Ex-carnival worker pleads guilty to murder in 1975 abduction of Lyon sisters

A one-time carnival worker accused in the 42-year-old unsolved disappearance of two young Maryland sisters pleaded guilty to charges of first-degree murder Tuesday, though he stopped short of admitting he killed them.

Lloyd Lee Welch Jr., 60, pleaded guilty to two counts of first-degree murder in the March 1975 kidnapping of Sheila Lyon, 12, and Katherine Lyon, 10, of Kensington, Maryland. One of the most high-profile unsolved cases in the Washington, D.C. area, the girls’ disappearance baffled investigators for more than 40 years.

The Washington Post reported that Welch was being held accountable for their deaths because even though he denied killing the girls, they died "in the commission of abduction with the intent to defile."

Welch was sentenced to 48 years in prison as part of an agreement with prosecutors. The defendant, who was scheduled to go on trial Tuesday, made the plea deal, in part, to also resolve two unrelated sexual assault cases he is facing, NBC Washington reported.

Welch is already serving a lengthy prison sentence in Delaware for the sexual assault of a 10-year-old girl.

Credit: AP Photo/Delaware Department of Corrections/News & Daily Advance via AP

Credit: AP Photo/Delaware Department of Corrections/News & Daily Advance via AP

The Lyon sisters' bodies were never found, but the NBC affiliate reported that investigators believe Welch burned the girls' bodies on family-owned land in Bedford County, Virginia, about 200 miles southwest of Washington, D.C. His murder charges were prosecuted in Bedford County based on that belief.

The Washington Post reported in 2015, when Welch was initially charged in the case, that he told investigators he snatched the girls so they could be sexually assaulted by him and his uncle, Richard Welch. Richard Welch was named a person of interest in the case, but was never charged.

"They were killed in order for their captors to escape detection," Bedford County Sheriff Mike Brown said in 2015.
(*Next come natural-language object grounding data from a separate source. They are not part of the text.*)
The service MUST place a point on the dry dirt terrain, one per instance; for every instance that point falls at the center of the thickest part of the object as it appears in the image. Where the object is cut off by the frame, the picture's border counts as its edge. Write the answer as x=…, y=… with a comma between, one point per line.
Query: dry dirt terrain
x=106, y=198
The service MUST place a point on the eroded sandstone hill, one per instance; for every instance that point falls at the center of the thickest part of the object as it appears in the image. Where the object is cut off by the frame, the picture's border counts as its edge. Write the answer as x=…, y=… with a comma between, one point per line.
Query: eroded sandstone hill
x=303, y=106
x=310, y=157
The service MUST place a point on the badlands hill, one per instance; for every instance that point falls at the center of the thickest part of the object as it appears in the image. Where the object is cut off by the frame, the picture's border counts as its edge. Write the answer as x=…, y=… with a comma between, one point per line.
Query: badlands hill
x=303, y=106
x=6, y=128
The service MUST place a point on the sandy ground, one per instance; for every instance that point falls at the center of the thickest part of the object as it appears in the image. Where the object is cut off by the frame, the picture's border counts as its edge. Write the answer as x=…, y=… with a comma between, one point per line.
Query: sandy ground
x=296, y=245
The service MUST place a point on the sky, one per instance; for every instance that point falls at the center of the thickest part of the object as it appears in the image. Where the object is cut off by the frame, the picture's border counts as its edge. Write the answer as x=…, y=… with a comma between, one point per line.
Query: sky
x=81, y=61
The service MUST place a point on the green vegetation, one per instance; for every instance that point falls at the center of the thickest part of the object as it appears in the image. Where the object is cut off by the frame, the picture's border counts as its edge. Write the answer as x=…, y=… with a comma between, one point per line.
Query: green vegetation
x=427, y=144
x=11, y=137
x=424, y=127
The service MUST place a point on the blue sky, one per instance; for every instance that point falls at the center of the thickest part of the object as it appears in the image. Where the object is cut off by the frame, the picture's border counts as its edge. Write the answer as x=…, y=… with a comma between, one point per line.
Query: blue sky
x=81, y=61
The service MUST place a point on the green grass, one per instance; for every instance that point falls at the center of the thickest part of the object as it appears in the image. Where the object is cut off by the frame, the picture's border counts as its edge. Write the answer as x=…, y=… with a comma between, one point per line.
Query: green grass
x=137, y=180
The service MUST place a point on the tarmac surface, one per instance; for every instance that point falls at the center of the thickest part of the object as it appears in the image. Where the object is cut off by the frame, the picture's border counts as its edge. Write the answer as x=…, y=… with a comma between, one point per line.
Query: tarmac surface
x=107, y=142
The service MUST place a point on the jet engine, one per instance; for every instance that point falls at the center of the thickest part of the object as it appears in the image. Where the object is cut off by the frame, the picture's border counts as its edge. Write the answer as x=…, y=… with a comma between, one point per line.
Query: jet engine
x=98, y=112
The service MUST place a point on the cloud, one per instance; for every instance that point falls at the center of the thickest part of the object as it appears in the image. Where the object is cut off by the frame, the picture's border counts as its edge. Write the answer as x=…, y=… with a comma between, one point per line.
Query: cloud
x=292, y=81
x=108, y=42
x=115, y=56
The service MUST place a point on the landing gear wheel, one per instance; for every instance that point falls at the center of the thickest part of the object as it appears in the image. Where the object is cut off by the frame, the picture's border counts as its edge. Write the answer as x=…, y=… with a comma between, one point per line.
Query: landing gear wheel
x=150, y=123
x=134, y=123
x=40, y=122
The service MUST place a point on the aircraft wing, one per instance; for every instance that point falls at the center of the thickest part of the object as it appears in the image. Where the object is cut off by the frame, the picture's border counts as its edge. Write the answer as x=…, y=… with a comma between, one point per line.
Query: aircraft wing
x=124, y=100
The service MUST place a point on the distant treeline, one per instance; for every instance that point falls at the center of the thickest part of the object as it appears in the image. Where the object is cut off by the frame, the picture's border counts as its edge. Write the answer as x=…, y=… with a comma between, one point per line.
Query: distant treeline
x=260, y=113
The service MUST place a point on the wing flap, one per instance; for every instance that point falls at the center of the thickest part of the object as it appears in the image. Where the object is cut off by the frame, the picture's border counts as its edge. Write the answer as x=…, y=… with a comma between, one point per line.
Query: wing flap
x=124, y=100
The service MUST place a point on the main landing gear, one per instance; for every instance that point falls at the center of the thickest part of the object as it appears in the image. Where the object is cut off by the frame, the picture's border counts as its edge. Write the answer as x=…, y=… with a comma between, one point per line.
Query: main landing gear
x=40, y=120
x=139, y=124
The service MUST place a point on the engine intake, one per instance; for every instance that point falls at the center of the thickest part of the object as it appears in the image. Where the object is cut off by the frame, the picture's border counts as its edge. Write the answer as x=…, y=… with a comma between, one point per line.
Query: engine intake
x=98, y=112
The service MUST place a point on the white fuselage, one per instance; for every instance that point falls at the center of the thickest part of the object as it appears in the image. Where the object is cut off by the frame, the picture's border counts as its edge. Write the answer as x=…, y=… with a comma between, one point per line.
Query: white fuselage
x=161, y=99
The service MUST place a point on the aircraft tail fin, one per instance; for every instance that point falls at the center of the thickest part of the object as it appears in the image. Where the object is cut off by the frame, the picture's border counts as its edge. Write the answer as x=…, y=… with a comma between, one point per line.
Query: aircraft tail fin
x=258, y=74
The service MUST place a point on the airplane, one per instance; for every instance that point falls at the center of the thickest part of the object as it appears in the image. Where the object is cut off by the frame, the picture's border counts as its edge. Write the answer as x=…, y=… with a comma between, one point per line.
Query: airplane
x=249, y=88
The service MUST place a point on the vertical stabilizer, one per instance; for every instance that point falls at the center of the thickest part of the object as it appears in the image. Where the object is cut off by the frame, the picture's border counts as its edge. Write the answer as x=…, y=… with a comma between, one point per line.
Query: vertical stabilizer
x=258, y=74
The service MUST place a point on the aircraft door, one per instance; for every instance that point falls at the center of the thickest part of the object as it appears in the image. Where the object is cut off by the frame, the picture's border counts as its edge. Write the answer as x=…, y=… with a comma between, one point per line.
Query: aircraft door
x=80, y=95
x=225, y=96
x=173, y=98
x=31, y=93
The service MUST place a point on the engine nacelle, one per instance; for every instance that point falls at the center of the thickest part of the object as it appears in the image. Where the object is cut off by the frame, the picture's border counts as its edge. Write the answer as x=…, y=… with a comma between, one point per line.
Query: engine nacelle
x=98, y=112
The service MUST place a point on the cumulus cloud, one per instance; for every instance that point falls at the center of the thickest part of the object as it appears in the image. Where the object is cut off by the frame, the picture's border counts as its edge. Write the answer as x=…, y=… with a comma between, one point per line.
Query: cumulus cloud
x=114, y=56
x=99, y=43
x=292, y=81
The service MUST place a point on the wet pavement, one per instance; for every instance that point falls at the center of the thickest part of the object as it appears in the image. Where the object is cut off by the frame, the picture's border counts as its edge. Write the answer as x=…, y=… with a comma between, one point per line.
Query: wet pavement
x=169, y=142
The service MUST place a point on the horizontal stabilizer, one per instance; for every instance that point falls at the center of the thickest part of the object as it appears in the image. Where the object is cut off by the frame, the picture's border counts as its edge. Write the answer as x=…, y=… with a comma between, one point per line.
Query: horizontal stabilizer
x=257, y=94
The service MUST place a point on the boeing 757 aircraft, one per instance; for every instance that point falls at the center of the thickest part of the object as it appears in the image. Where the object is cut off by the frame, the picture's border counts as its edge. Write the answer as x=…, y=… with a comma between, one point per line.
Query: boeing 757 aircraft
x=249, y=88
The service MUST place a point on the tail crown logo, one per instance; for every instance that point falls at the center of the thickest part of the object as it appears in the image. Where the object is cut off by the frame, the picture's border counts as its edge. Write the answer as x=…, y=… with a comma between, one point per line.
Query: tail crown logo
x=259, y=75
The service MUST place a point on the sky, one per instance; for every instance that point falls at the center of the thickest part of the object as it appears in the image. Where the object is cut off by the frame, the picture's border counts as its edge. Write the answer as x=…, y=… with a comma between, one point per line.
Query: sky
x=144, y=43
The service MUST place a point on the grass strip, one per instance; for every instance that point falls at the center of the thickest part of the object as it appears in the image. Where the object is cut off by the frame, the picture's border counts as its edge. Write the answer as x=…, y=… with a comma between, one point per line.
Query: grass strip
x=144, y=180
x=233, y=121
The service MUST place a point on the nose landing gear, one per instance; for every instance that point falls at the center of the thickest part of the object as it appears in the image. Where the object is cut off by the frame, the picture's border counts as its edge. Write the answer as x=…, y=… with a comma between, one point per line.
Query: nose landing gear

Prosecutors said Tuesday that the question of who, besides Welch, was involved in the murders of the girls remains unanswered. Investigators said other participants are either dead, or could not be tied to the crime.

"It keeps me up at night," one investigator told the Post.

The girls’ parents, both 77, and their two brothers were all present for Welch’s sentencing. The Post reported that the girls’ father, John Lyons, thanked law enforcement officers and cold case detectives who have worked the case for more than four decades.

"We just want to say, 'Thank you,'" John Lyon said after the hearing. "It's been a long time. We're tired and we just want to go home."

The Lyon sisters vanished March 25, 1975, on their way home from a trip to Wheaton Plaza, a shopping mall in the Montgomery County suburbs of Washington. Family members said the girls went to the mall to look at the Easter decorations, see friends and have lunch at a restaurant there.

Their older brother saw them eating pizza together, and a friend spotted them walking toward home, but they never made it.

NBC reported that investigators began looking at Welch as a person of interest in 2013, when they realized that a composite sketch in the case resembled a 1977 mugshot of Welch from a burglary near the mall where the Lyon sisters were last seen.

At the time of their disappearance, Welch was an 18-year-old former worker at a traveling carnival, the news station said.

A friend of the girls who was also at the mall told police she saw a young man staring at them and following them around the mall. The composite sketch was drawn based on her description.

The sketch was never made public because investigators were focused on an older man who witnesses said they saw talking to the Lyon girls. That man reportedly had a microphone and cassette recorder.

Police made a composite sketch of that man public, NBC reported.

Welch told a security guard at the mall that he saw the Lyon sisters leave with the man in the other sketch, the news station said. Investigators interviewed him, but were convinced Welch was after the $9,000 reward offered in the case.

When interviewed again in 2013, Welch admitted that he was at the mall the day the girls disappeared. He said he believed they'd been "abducted, raped and burned up," NBC reported.

The Post reported that in more recent interviews, Welch admitted leaving the mall with the Lyon sisters. He claimed that he later saw his uncle assaulting one of the girls.

Police affidavits obtained by the Post alleged that Welch showed up on his family's land, located on Taylor's Mountain in Bedford County, in March 1975 with two duffel bags that were stained red and had a strong odor of decay. Welch's cousin, Henry Parker, told police that he helped carry the bags and throw them onto a fire.

Connie Akers, another cousin of Welch's, told authorities that he asked her to wash a bag full of bloody clothing, which she refused to do, the newspaper reported.

Despite multiple searches on Taylor’s Mountain, no trace of the Lyon girls’ bodies has ever been found.